Se você não leu a primeira parte sobre os “Anos 90”, clique aqui para se contextualizar, pois este post é uma continuação.

No início de 1998, me mudei para capital do mundo, Porto Alegre, para cursar a faculdade de Geologia na UFRGS. Com isso, se antes eu tinha que pegar três ônibus para ir ao “Ita”, agora estava a apenas um ônibus da “Meca da escalada esportiva gaúcha”. Além disso, essa mudança trouxe novas oportunidades para aprimorar os meus treinos, que era uma coisa que estava começando a implementar na minha rotina. Naquela época, não havia ginásios de escalada em Porto Alegre. Só algumas pessoas tinham muros privados, como o Duca e o Guili. E também tinha o muro do Danilo na Serraria (Serraria é um bairro de Porto Alegre, quase em Itapuã)!!!! Esse era o único espaço privado, que mediante ao pagamento de uma diária, eu poderia treinar durante a semana. O problema era que eu morava no Bairro Anchieta, lá pelos lados do Aeroporto, ou seja no extremo oposto. Isso dava umas 2h de ônibus para ir, mais 2h para voltar. Passava mais tempo no ônibus do que treinando. E para testar mais ainda a minha tenacidade, eu só conseguia ir pela manhã, depois da aula, e o pessoal que frequentava o muro só ia a noite, então eu acabava treinando sozinho. Mas pior do que isso era o rottweiller do Danilo. O bicho dava medo, era um cachorro gigante que ficava solto na casa. E ele não era muito chegado num japonês. Várias vezes tomei “carreira” dele…

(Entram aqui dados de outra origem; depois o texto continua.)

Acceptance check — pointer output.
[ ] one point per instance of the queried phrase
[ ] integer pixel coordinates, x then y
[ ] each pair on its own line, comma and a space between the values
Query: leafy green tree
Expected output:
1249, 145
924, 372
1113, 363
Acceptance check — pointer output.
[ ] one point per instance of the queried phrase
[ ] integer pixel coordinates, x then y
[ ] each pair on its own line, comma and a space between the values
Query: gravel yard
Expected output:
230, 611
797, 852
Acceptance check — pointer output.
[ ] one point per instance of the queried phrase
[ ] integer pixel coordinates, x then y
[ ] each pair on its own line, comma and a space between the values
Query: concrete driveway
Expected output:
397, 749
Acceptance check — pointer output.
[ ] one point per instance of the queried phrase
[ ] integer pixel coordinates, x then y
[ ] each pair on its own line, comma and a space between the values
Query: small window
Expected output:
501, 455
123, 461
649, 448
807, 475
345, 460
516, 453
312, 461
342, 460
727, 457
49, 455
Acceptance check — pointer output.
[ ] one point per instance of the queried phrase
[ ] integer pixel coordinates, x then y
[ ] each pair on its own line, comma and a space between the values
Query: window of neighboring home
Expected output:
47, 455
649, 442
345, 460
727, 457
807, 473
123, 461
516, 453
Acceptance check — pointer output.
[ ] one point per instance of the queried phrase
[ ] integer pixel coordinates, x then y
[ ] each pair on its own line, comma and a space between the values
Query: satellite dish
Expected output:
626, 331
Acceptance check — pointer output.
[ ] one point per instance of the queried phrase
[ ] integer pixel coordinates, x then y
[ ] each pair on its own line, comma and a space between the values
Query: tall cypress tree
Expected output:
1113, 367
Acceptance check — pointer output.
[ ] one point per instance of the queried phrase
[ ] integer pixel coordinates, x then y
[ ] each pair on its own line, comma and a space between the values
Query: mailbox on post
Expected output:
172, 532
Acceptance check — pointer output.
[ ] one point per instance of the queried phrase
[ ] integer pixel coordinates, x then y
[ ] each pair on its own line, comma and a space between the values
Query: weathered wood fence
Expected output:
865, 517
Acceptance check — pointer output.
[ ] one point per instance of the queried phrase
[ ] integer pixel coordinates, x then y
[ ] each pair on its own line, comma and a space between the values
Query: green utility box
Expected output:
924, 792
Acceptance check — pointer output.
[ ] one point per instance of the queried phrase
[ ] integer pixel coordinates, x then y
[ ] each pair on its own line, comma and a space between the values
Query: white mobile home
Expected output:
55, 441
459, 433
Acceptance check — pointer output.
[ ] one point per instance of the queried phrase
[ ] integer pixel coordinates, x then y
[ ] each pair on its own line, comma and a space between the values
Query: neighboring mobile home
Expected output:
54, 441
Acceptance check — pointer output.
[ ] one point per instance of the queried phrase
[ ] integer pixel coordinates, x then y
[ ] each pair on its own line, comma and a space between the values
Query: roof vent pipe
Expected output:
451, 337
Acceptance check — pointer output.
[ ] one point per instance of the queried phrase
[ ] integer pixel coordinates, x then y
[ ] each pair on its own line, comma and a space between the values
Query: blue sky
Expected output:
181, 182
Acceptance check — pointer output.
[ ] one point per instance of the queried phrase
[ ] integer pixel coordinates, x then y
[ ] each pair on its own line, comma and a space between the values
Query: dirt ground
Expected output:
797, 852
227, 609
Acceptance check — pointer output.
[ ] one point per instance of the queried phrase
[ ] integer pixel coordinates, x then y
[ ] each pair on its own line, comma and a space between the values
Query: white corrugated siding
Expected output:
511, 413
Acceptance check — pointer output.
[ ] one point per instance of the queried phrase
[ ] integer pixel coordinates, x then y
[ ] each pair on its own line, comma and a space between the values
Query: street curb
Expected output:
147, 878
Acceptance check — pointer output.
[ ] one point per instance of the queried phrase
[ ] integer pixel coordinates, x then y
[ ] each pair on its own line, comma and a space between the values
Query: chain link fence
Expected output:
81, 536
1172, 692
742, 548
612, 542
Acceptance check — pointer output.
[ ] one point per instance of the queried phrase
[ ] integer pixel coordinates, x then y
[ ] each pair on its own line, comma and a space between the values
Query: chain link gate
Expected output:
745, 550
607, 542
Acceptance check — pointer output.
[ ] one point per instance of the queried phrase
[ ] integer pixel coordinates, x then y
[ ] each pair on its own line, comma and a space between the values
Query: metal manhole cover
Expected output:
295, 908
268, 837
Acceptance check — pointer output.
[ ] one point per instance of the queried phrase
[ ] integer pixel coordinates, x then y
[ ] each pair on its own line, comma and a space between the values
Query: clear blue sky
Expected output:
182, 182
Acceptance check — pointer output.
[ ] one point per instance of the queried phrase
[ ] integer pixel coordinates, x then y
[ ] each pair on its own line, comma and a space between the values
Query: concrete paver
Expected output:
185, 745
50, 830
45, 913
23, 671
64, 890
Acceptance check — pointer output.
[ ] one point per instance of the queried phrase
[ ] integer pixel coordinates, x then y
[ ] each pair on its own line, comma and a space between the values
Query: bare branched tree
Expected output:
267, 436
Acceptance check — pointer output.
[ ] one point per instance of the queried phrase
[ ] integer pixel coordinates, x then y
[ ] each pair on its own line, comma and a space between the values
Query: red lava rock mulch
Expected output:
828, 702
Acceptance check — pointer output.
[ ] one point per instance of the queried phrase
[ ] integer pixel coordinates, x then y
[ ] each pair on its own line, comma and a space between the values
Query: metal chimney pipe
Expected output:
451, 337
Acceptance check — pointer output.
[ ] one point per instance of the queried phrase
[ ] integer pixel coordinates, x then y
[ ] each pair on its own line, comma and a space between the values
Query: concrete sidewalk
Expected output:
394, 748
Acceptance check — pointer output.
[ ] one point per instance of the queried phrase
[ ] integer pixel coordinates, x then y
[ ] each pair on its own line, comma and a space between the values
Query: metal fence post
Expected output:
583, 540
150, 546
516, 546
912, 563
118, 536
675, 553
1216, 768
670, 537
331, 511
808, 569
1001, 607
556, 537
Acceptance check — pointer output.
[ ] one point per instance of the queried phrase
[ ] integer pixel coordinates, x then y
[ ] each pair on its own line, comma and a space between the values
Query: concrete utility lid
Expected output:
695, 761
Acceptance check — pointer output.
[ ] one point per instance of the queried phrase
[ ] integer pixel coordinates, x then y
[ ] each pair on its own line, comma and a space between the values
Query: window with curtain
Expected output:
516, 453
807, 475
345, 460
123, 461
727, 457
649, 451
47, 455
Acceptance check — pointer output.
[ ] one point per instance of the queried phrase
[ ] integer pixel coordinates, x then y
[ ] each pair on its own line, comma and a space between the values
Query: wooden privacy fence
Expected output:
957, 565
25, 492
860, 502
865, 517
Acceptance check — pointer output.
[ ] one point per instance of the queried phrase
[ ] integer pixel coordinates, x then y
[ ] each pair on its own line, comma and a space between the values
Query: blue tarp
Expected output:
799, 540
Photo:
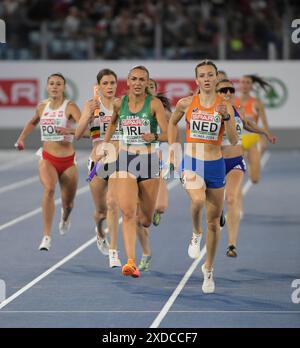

Treinando no muro do Danilo. Foto: Lair Jr. (?)

Já aos finais de semana, ao invés de estudar, ia para o “Ita” ou Pudim. Se o “Ita” era a Meca, o Pudim era a “pedra desejada”. Sempre teve fama de só ter vias duras. Era comum as pessoas falarem:

Um dia vou escalar no Pudim!

Mas naquela época, eu achava que poderia dominar o mundo, então eu queria ir no Pudim e conhecer as famosas vias de lá. Mas antes, no Ita tinha uma via que era (e ainda é) a menina dos olhos dos escaladores: a via Triton, graduada em 8c. Se tivesse que escolher uma via que melhor representasse a escalada esportiva gaúcha, seria essa via! A via é relativamente curta, não tem mais do que 12m, mas todos os movimentos são únicos. Possui um dos botes mais “tecnik” que já fiz, além de um “le parkour 3D” para entrar embaixo do teto. É um daqueles 8c* que você faz sem tijolar os braços se conseguir levar tudo nos encaixes.

*Na época, havia dúvida sobre a graduação da via, se era 8c ou 9a, mas hoje ela é considerada 9a. A primeira ascensão foi realizada pelo escalador Guilherme Zavaschi em 1994.

Escalador local “Nativo” repetindo a via Triton.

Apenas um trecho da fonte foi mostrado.